Queen of the Plough is Business Woman of the Year
Anna May McHugh has helped make the National Ploughing Championships one of the largest agricultural events in Europe
It is her enthusiasm to break new ground – last year she introduced pole climbing to the championships -– combined with the enduring social aspect of the event which have kept the event largely recession-proof, she believes. The championships made just over ¤4million last year, five per cent up on the year before and according to the most recent figures the association had accumulated a profit of €9.5million.
McHugh says that for years the ploughing championships was largely ignored by the main media outlets. “I don’t know why, maybe because it was a rural thing,” she says. “We did feel ignored for years, you would have thought at the time that nothing happened outside Dublin 4.” Now the championships is coming down with reporters and radio stations every year. The President usually makes an appearance, and making his presidential ploughing debut last year, Michael D Higgins “went down a storm”.
RTÉ’s 6pm news is broadcast on the first day of the event and it even featured on Fair City when two of the characters used the championships as an assignation spot for an affair. During the last presidential election, the championships was an important place for candidates to be seen, shaking hands and slapping backs and grinning for photo opportunities. “Once people go to the ploughing championships, they keep returning, that’s what we’ve found,” she says. The next championships will be held in McHugh’s home county, near Stradbally, Co Laois, in September, a few weeks after Electric Picnic rolls out of town. She is active in the community, organising a passion play every five years in her village of Ballylinan, only a few miles from where she grew up, getting involved with the local parish on everything from diocesan finance to altar flowers. Her faith is important to her but as everyone will tell you, she has a broadminded approach. “I don’t see why women shouldn’t be priests, they should have that opportunity, they do so much work behind the scenes, so why not?”.
Everyone you ask says staying straight is the most important part of ploughing. You get the impression that Anna May McHugh is as straight as they come. Straight talking. Straight to the point. A woman with a way with people, the kind of woman people want to do things for. People talk about her “formidable memory”, the fact that she never forgets anybody she has dealt with over the years. “She knows everyone and everyone knows her,” says one of the women in the tent.

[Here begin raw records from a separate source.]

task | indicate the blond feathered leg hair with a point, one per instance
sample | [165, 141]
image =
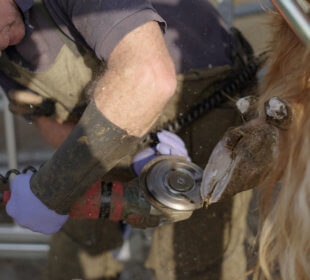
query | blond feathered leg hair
[284, 251]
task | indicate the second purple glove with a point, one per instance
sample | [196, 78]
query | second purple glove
[169, 144]
[28, 211]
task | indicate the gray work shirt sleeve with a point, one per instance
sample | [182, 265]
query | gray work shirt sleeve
[102, 24]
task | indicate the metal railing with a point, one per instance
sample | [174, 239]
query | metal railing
[16, 242]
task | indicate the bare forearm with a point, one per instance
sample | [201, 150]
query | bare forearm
[139, 80]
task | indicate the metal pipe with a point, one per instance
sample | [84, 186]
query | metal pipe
[10, 137]
[16, 234]
[23, 158]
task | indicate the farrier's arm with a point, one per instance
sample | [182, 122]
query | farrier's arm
[138, 82]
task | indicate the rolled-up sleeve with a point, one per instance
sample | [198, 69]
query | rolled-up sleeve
[103, 23]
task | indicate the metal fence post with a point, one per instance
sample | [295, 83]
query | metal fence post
[10, 138]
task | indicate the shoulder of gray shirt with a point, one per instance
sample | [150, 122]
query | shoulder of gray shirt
[101, 25]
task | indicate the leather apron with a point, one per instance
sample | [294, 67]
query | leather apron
[65, 81]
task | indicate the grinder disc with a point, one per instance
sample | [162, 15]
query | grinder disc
[175, 183]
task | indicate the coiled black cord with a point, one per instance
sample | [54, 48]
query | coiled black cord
[234, 84]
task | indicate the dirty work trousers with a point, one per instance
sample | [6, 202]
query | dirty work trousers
[208, 246]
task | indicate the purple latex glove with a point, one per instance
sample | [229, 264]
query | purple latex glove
[169, 144]
[28, 211]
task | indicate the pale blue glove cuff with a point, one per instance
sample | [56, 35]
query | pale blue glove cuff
[28, 211]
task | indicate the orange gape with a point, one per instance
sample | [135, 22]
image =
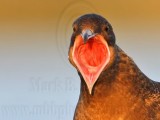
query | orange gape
[91, 57]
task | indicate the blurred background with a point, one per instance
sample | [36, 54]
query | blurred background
[36, 80]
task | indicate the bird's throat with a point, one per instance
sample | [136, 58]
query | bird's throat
[91, 58]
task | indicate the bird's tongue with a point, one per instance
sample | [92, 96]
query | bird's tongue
[91, 58]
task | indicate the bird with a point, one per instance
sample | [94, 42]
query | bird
[112, 85]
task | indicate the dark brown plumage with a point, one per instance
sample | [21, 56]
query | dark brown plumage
[113, 90]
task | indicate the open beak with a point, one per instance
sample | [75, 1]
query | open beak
[87, 34]
[90, 54]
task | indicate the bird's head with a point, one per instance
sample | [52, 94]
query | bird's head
[92, 47]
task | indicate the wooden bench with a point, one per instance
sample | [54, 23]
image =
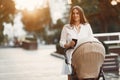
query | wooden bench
[112, 40]
[111, 64]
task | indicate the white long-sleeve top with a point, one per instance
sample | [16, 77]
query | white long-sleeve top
[68, 33]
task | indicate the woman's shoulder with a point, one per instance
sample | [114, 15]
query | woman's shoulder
[68, 26]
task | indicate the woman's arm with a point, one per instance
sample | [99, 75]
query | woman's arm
[63, 39]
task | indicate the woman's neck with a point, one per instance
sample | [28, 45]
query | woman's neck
[77, 23]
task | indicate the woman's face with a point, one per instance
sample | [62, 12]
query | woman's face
[75, 15]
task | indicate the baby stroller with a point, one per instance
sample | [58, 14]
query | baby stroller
[87, 61]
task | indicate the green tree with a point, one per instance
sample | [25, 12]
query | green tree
[7, 11]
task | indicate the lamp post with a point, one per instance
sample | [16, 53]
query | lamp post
[115, 2]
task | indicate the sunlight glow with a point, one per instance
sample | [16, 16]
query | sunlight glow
[29, 4]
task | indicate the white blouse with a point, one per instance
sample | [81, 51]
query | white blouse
[68, 33]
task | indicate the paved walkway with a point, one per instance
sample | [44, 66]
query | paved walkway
[20, 64]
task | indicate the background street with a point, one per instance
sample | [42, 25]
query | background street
[21, 64]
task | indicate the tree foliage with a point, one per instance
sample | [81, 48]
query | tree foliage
[7, 11]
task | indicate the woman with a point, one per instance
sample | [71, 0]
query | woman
[78, 29]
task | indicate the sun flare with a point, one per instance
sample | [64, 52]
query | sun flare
[29, 4]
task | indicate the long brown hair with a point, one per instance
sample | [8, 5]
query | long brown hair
[83, 19]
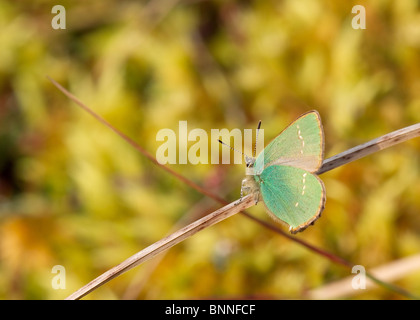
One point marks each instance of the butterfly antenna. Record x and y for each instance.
(232, 148)
(256, 139)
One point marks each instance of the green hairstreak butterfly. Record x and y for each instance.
(283, 175)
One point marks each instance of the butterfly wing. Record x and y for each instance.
(300, 145)
(292, 195)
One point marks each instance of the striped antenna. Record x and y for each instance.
(248, 160)
(232, 148)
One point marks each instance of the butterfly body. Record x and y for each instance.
(283, 175)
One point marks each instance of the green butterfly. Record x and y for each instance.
(283, 175)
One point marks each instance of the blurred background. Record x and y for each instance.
(73, 193)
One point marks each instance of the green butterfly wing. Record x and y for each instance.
(300, 145)
(292, 195)
(284, 171)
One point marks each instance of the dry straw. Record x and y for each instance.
(230, 209)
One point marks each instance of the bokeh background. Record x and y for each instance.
(74, 194)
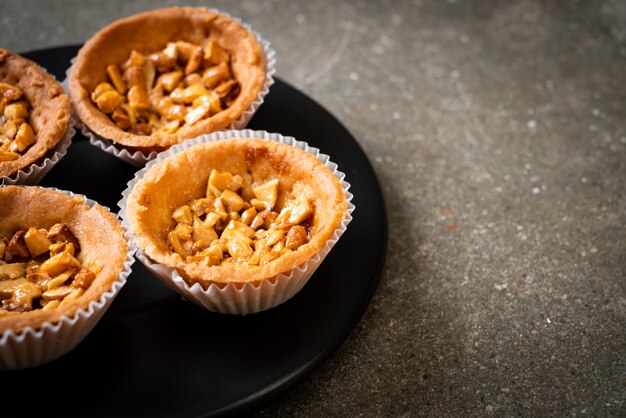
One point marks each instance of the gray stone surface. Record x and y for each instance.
(498, 132)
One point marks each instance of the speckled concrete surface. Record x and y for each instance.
(498, 131)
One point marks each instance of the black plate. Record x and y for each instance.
(155, 355)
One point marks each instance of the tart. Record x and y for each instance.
(54, 263)
(235, 211)
(34, 113)
(157, 78)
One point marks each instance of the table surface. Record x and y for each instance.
(498, 132)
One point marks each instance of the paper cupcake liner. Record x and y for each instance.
(31, 347)
(33, 174)
(237, 298)
(139, 158)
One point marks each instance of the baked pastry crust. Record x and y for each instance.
(150, 32)
(101, 238)
(50, 107)
(184, 176)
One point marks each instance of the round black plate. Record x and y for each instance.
(155, 355)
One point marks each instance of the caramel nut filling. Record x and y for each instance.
(235, 224)
(16, 134)
(159, 93)
(39, 269)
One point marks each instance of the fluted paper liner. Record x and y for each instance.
(32, 174)
(139, 158)
(31, 347)
(241, 298)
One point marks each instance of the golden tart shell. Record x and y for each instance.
(101, 237)
(183, 177)
(50, 107)
(150, 32)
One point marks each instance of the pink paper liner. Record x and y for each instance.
(35, 172)
(228, 298)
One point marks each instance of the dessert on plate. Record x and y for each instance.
(236, 211)
(62, 261)
(34, 113)
(156, 78)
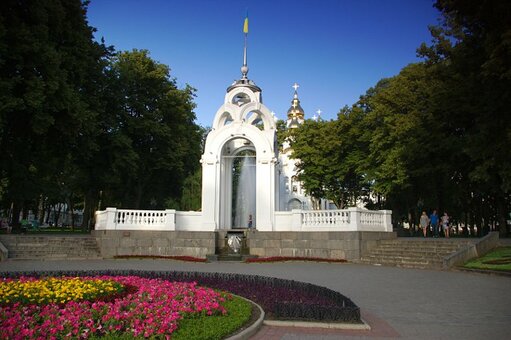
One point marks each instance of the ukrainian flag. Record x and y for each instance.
(245, 25)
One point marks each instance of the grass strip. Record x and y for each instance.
(499, 259)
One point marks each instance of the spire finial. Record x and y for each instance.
(295, 86)
(244, 68)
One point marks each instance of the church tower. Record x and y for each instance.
(292, 195)
(295, 114)
(243, 134)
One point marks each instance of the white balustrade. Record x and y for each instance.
(325, 218)
(351, 219)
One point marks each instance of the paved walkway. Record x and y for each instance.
(396, 303)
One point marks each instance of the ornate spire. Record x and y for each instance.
(295, 114)
(244, 68)
(244, 81)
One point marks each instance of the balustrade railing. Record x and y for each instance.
(142, 218)
(351, 219)
(325, 218)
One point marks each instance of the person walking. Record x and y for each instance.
(424, 223)
(445, 224)
(433, 220)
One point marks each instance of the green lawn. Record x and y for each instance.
(497, 259)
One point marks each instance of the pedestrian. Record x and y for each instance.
(424, 223)
(433, 220)
(445, 224)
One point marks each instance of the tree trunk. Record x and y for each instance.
(502, 216)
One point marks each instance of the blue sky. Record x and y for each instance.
(334, 49)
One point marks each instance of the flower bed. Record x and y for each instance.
(150, 307)
(291, 258)
(281, 299)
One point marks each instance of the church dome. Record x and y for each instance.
(295, 114)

She won’t confirm her age – “It’s not the years in your life but the life in your years”, says the septuagenarian – but let’s just say she passed the usual retirement age a long time ago and will celebrate a significant and round numbered birthday next year. “I have as much energy as I did when I started out,” she says, getting ready to return to the fields where competitors expect this Queen of the plough to offer a few words of encouragement. “I still have a very clear mind and no intention of slowing down.”